Thursday, April 29, 1999 Published at 09:44 GMT 10:44 UK
New press guide on princes
The palace has been asked to supply more information on the princes
New guidelines have been issued for press coverage of princes William and Harry.
In response, the palace has dropped complaints alleging breach of existing privacy guidelines against two newspapers.
"At the same time, it will ensure that newspapers will be able to chart their progress at school for their readers, among whom there is huge affection for these young men.
"All newspapers and magazines deserve great credit for the way in which they have sought to maintain the privacy of Prince William and Prince Harry at school.
"It is one of the substantial and clear successes of self-regulation."
The original guidelines were issued in August 1995 before William started at Eton.
Their revision has come about following a major rewriting of the industry's self-regulating Code of Practice, offering much greater privacy rights to children.
Last year St James's Palace made complaints to the PCC about two newspapers - The Mirror and The Daily Star - over their coverage of the princes' school lives.
The palace confirmed on Thursday that they have dropped the complaints.
The new guidelines urge the palace to provide more stories about the princes.
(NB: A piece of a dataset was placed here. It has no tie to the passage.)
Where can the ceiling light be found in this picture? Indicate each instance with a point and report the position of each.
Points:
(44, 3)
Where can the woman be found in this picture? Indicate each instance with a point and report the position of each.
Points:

They say: "(The palace) will need to try to offer real stories of interest about the princes as well as photo opportunities.
"This, in turn, is likely to mean that fewer trivial, sensationalised stories actually appear: they themselves may be a symptom of a lack of genuine non-intrusive information."
The guidelines conclude: "At the same time, all newspapers should be aware of the problems posed by an accumulation of newspaper coverage of either of the royal princes.
"(The media) should seek a view about the likely impact of a particular story on one of the boys when assessing whether or not to publish a story.
"In doing so, editors should continue to err on the side of restraint as the code dictates that intrusions into a child's privacy should only be on a matter of exceptional public interest."